To extend Kilbane’s schema, several projects in The SpokenWeb Digital Anthology emphasize a much-needed attention to “the situated” and “the social voice” of recorded literary events. Bringing together multiple understandings of performance from Marit MacArthur’s idea of the “performance reading” to Butler’s now-canonical work on gender performance, Nadège Paquette’s project “Formulating Affinities and Defiances Through Discomfort” analyzes a 1986 video recording of “the priestess of the new Beat generation [and] of the punk literatures,” Kathy Acker performing at Les Foufounes Électrique in Montreal. On the recording, Acker’s voice ranges from a lilting question to a growl as her body curtsies and contorts while she interacts with a vocal audience and speaks through the persona of a lusty young pirate. Paquette points out that Acker uses her embodiment to shock her audience on screen and in the room, troubling gendered modes of performances and raising questions of the audience’s consent; much as her writing’s graphic sexual content responds to the 1980s anti-pornography feminist movement in the United States. In deeply attending to issues of audience, Paquette practices what Michel Chion terms, “causal listening,” the ability to negotiate sound on a recording between the addressee (in this case Acker captured on video) and the “acousmatic” sounds of the audience and environment.

IV. Moments and Movements: New Genres in the Study of Literary Audio

While the majority of projects in The SpokenWeb Digital Anthology consider an eclectic set of performance readings, two projects, “Paranoid Desire” and “Annotating Literary History,” address other genres of literary audio. However, audience and environment remain crucial. The audio recording in Zach Morrison’s project, “Paranoid Desire”, promotes new engagement with a 1977 classroom visit to the University of Alberta by the Japanese-Canadian experimental artist Roy Kiyooka. During this visit, Kiyooka irreverently responds to a student aggressively asking him how to read experimental work like Kiyooka’s Transcanada Letters Morrison uses a Lacanian theorization of paranoia and the Other (as well as its reception by Deleuze and Guattari) to review this micro-interaction in the classroom and unpack the power dynamic between the avant-garde artist and the annoyed student. Morrison reflects on how analyzing the recorded classroom visit elevates what might be considered a minor genre, largely used to supplement our reading of a literary text, to be worthy of archival research in its own right.
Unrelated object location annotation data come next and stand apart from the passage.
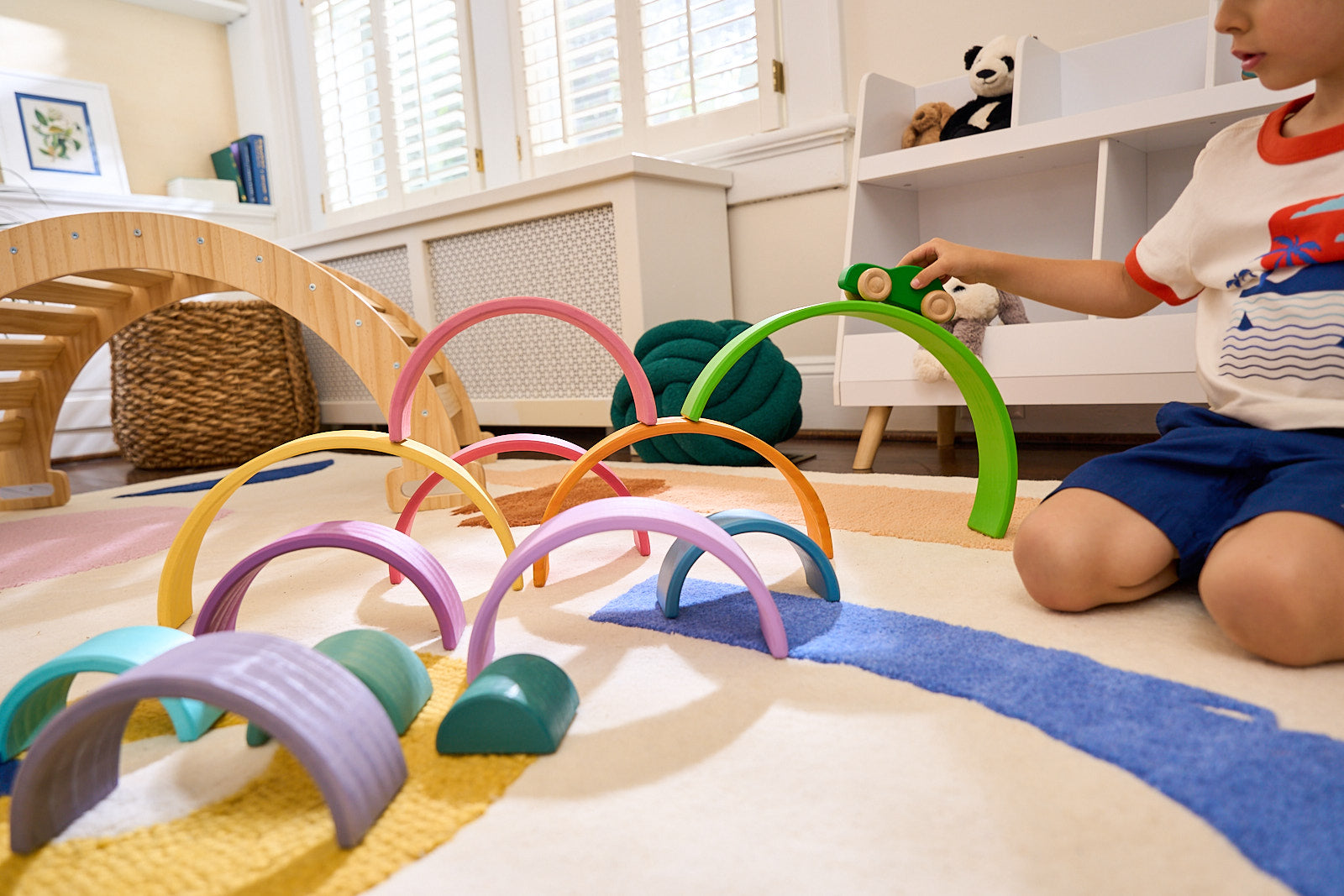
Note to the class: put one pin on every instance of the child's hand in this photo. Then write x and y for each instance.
(942, 259)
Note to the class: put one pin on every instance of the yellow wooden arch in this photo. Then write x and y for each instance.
(175, 604)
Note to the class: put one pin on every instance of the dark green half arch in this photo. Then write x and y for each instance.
(996, 488)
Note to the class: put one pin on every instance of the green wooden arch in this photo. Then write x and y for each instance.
(996, 488)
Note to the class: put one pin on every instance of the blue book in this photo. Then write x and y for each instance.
(244, 160)
(257, 157)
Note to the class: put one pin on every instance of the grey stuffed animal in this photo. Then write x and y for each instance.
(978, 307)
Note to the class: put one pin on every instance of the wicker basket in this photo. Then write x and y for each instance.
(210, 383)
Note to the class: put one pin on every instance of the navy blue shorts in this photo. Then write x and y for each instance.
(1209, 473)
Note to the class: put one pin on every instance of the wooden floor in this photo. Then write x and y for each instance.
(812, 452)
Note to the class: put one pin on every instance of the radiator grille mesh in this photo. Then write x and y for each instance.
(568, 257)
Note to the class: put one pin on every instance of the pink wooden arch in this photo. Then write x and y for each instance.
(497, 445)
(400, 410)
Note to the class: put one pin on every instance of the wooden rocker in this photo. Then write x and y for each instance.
(69, 284)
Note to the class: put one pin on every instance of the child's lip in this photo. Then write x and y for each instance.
(1249, 60)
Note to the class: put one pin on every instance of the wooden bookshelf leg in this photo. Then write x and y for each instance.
(874, 426)
(947, 425)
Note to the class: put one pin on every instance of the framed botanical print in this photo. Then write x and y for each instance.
(58, 134)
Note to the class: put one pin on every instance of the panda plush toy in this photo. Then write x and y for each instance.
(991, 70)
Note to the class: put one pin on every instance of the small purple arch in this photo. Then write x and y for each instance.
(606, 515)
(517, 443)
(308, 701)
(219, 611)
(400, 409)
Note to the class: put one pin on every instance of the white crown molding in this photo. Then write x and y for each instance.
(218, 11)
(783, 163)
And, Morrison is not the only writer in the anthology to look towards other ways of addressing literary history beyond performance.

In “Annotating Literary History: Canadian Modernism of the 1930s and 1940s,” Teddie Brock explores questions of how we remember and contextualize modernism retrospectively. In the project, Brock transcribes an almost two-hour long recording of a 1978 panel on Canadian modernism at SFU in which several luminaries of the movement–Dorothy Livesay, Irving Layton, and Ann Marriott–discuss their memories of it. During this discussion, a monolithic sense of Canadian modernism’s styles and politics fractures into Layton’s and Livesay’s lived experiences of leftist social movements, their explication of the little magazines First Statement and Contemporary Verse, and critiques of traditionalist verse typified by the Maple Leaf School. Breaking down the monolith of modernism, Brock rather “maps the constellation of… literary communities, cultural institutions, and historical conditions” that make up the modernisms represented by the panel’s feisty interlocutors.

V. Conclusion:

The network of connections that Brock’s project charts speaks to the work of The SpokenWeb Digital Anthology as a whole. While each project honors original modes of attention to newly digitized and audio and video literary artifacts, they also speak to one another through complementary studies of recorded time, voice, style, and sociotechnical history. Keeping time with the accelerating digitization of audio and video collections, emergent modes of collaborative scholarship like The SpokenWeb Digital Anthology facilitate fresh conversations between these artifacts, a deeper understanding of their context, and new paths for critical engagement in the present.